Remember: Digital is quick. Digital fundraising is not.
You don’t ask someone to marry you on the first date (unless you’re Account Strategist Whaler Olivia‘s grandparents, who eloped on the first date). But for the sake of this argument, don’t be like Olivia’s grandparents.
In the same sense, if the day of giving is the first day in which you’re trying to get someone to donate, that might turn out to be a bit awkward. It takes anywhere from 8 to 18 months to convert donors from the first interaction. Take your time, tell your story, and segment your data as you tell it.
Online Giving in Action: Giving Tuesday
Use this as an example for a day of giving. Giving Tuesday creates urgency: You’ve got one day to do this! This timeframe will let you test out any of your campaign ideas, and engage your supporters – only if you do this correctly.
Step 2: Make online donations easy
Speaking of not just asking for a click… When you send out an email asking for $10 from someone who can give $10,000 – you’re being a cannibal. When you’re saying “Click here to vote for us” or “Just click here once for a $5 dollar donation” from somebody that’s willing to give a lot more, you’re being a cannibal. Don’t ask too little from people that care a lot.
Use a donation tool on your website like Donor Box, which allows people to stay on your site while it gathers data into your system. Program in thank-you emails and landing pages that go above and beyond.
Flag large donations for VIP treatment: An organization should assume that 1% of their donors have 99% of the giving potential, and those must be nurtured in a high net-worth giving strategy.
Reduce friction for giving on Facebook by setting up a donate button through their system. Use this call-to-action only on-platform, as it will be hard to get data from donors.
Build an email machine
In 2017, nonprofits saw $42-$71 of revenue per 1,000 emails sent on average according to M+R Benchmarks data. Though they operate at a massive scale, this can be done with lists of any size.
Listen to how the Environmental Defense Fund manages their email machine that predictably generates revenue from their email campaigns.
Segment your data
Hopefully, this doesn’t come as a surprise to you that many people don’t care about your organization.
Forget them. Pay attention and segment the people who care a lot about what you do. This is huge.
Segmentation tools we recommend:
In order to send content that responds to the interests of your individual donors, you have to segment your donors into strategic lists. Use Google Analytics and content marketing to keep track of your donor engagement trends. By segmenting donors into specific lists based on how they initially signed up and when they engage, you can gain a better understanding of what motivates them to contribute to your organization and continue to tailor your asks and your content accordingly.

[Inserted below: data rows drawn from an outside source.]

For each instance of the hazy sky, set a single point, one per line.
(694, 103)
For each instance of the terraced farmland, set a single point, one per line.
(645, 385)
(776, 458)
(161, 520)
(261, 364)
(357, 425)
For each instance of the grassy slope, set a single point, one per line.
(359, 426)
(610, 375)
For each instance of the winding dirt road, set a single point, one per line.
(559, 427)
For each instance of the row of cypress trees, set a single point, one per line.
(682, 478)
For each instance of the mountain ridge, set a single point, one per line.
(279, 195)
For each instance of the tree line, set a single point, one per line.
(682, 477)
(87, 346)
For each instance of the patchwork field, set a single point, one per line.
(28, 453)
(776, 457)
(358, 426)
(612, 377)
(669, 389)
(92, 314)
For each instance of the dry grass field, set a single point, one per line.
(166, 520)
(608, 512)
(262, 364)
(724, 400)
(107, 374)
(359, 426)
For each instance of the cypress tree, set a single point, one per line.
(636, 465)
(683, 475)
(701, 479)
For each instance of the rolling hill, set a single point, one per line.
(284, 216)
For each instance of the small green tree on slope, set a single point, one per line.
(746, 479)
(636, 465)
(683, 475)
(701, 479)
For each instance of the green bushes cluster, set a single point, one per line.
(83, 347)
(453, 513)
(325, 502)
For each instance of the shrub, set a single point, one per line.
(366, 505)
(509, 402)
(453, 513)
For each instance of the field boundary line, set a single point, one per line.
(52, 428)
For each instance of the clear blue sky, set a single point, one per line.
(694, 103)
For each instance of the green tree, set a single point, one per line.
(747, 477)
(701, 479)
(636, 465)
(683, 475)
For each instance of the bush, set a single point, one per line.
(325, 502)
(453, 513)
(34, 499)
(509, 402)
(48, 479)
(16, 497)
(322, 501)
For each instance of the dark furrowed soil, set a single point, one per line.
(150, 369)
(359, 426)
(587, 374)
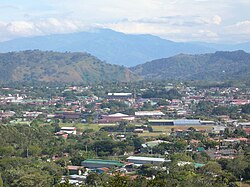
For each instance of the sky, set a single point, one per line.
(216, 21)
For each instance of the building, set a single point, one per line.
(113, 118)
(68, 130)
(97, 163)
(120, 96)
(146, 160)
(149, 113)
(179, 122)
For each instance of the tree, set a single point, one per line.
(246, 109)
(1, 181)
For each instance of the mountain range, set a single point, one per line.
(77, 67)
(218, 66)
(116, 47)
(39, 66)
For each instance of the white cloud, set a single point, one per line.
(182, 20)
(217, 20)
(42, 27)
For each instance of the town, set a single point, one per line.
(141, 134)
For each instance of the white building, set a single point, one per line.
(149, 113)
(146, 160)
(68, 130)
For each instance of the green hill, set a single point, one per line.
(219, 66)
(50, 66)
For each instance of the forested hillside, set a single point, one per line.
(58, 67)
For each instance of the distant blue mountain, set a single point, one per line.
(108, 45)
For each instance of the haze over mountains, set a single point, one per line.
(32, 66)
(115, 47)
(218, 66)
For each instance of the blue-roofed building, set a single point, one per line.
(187, 122)
(179, 122)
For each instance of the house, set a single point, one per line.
(149, 113)
(146, 160)
(179, 122)
(148, 146)
(68, 130)
(75, 170)
(98, 163)
(113, 118)
(120, 95)
(218, 129)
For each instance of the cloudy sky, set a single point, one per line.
(221, 21)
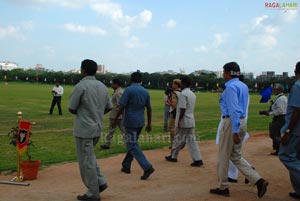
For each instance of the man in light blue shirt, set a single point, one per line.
(289, 151)
(233, 104)
(89, 102)
(134, 101)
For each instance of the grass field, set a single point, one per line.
(52, 135)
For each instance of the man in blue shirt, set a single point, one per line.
(233, 104)
(134, 100)
(289, 151)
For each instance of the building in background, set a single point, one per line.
(101, 69)
(7, 65)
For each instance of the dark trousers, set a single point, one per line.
(134, 150)
(56, 100)
(274, 130)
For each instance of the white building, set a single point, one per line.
(6, 65)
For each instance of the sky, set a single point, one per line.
(150, 35)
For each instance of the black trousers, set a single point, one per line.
(274, 130)
(56, 100)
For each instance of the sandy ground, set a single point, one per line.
(171, 181)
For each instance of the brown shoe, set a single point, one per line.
(218, 191)
(261, 187)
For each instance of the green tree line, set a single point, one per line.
(150, 80)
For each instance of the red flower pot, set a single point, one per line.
(30, 169)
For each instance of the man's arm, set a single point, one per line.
(149, 118)
(294, 118)
(121, 110)
(181, 115)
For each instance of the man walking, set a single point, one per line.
(57, 93)
(89, 102)
(134, 100)
(172, 100)
(116, 85)
(278, 111)
(233, 104)
(185, 125)
(289, 152)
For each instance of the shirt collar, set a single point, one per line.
(231, 81)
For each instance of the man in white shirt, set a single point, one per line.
(185, 125)
(57, 93)
(278, 111)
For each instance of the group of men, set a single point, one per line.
(90, 100)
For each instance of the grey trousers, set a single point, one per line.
(289, 155)
(89, 170)
(186, 136)
(112, 128)
(230, 151)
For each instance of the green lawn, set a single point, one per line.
(52, 135)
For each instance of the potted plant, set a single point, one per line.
(29, 167)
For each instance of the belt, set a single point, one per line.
(227, 116)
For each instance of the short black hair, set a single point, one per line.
(116, 81)
(136, 77)
(233, 69)
(186, 81)
(297, 70)
(89, 66)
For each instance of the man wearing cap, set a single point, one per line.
(185, 125)
(89, 102)
(134, 101)
(57, 93)
(116, 85)
(289, 152)
(278, 111)
(172, 101)
(233, 104)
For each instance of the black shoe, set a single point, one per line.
(87, 198)
(197, 163)
(294, 195)
(232, 180)
(170, 159)
(126, 170)
(218, 191)
(105, 146)
(103, 187)
(246, 180)
(261, 187)
(275, 153)
(147, 173)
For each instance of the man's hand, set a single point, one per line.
(148, 128)
(285, 139)
(236, 138)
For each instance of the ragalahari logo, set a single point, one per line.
(281, 5)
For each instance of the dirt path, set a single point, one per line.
(171, 181)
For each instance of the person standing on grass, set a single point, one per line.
(185, 125)
(166, 109)
(172, 100)
(57, 93)
(278, 111)
(89, 102)
(134, 100)
(116, 85)
(233, 104)
(289, 151)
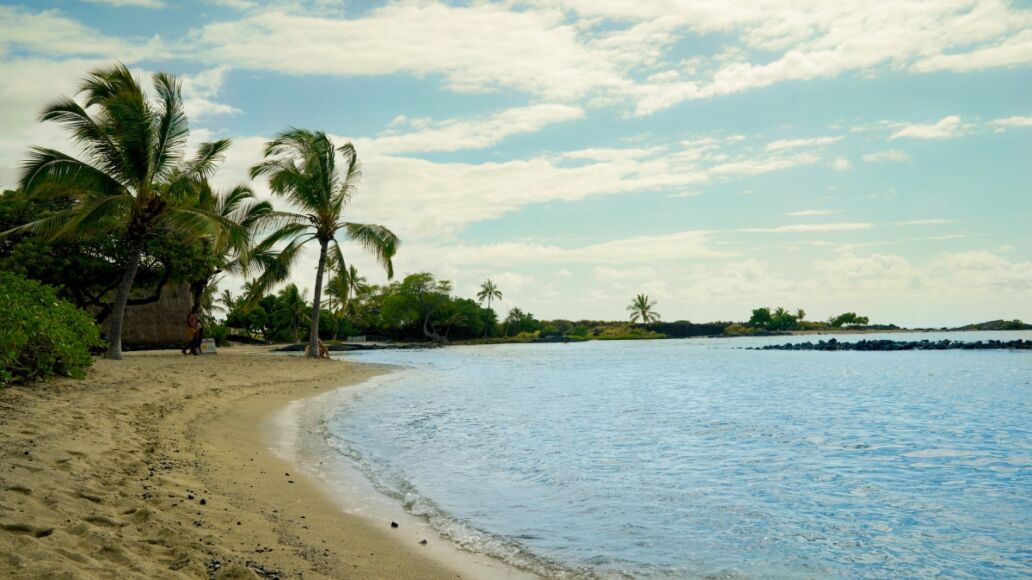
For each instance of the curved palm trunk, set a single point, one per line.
(487, 330)
(121, 298)
(314, 335)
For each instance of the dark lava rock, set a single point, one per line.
(887, 345)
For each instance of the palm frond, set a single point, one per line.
(53, 171)
(379, 240)
(172, 126)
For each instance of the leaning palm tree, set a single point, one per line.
(488, 291)
(301, 166)
(641, 309)
(226, 254)
(133, 163)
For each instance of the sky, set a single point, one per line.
(717, 155)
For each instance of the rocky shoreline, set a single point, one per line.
(361, 347)
(887, 345)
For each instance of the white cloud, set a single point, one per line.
(889, 155)
(610, 154)
(476, 49)
(121, 3)
(199, 92)
(1013, 122)
(807, 142)
(945, 128)
(458, 134)
(804, 228)
(1010, 51)
(923, 222)
(809, 213)
(50, 34)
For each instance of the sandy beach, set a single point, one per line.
(157, 466)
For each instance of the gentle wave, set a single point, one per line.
(697, 458)
(459, 533)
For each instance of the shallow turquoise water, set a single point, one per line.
(687, 458)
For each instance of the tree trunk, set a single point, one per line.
(121, 298)
(314, 335)
(428, 330)
(486, 327)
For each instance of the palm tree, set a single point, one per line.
(132, 169)
(516, 316)
(226, 300)
(341, 292)
(488, 291)
(641, 309)
(301, 166)
(226, 254)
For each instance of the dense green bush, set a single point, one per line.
(41, 334)
(220, 332)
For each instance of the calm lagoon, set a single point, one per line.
(698, 457)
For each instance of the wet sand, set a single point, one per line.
(158, 466)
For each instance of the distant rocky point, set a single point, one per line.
(885, 345)
(997, 325)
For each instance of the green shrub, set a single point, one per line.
(220, 332)
(41, 334)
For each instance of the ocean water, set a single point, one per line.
(699, 458)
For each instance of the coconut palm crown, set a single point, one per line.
(641, 310)
(132, 166)
(488, 291)
(301, 166)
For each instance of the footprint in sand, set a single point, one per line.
(27, 529)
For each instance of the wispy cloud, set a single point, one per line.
(806, 228)
(811, 213)
(945, 128)
(889, 155)
(412, 135)
(1013, 122)
(782, 145)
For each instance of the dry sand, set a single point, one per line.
(156, 466)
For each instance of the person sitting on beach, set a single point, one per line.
(195, 332)
(323, 351)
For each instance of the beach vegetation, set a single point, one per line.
(342, 292)
(643, 310)
(302, 167)
(131, 176)
(847, 319)
(40, 334)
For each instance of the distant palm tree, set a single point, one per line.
(225, 254)
(301, 166)
(516, 316)
(134, 164)
(641, 309)
(341, 293)
(295, 307)
(488, 291)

A/B test your donation page
If we’re talking about donation pages we must be talking about A/B testing. The fact that you can have a page perform 20% better just by figuring out the right order of message, photo, and form? Wow. Don’t stop A/Believin’.
ABABT = Always Be A/B Testing.
Step 2.5: Crowdfunding and Peer-to-Peer Fundraising
Don’t just ask for a click. That’s lazy. Ask for more from people that care! There are plenty of team fundraising tools our there, and different ways to leverage crowdfunding and peer-to-peer fundraising — which, by the way, are two different things.
Step 3: Thank your donors. Seriously.
Say it. It’s not that hard. If somebody has given you money, that means that they’re likely willing to give again. Take advantage of this by saying, “Thank you.” Retaining a donor is far more valuable than acquiring a new one.
Step 4: The most important question: Did it work?
If you’ve done all of the above but skipped this step, you just wasted a lot of valuable time. You must measure how effective your digital fundraising activities are.
At the end of the year or quarter or campaign, you’ll have to do some real data analysis: What types of donors do you have? What is their giving pattern? Did you get 17% of your donations in December?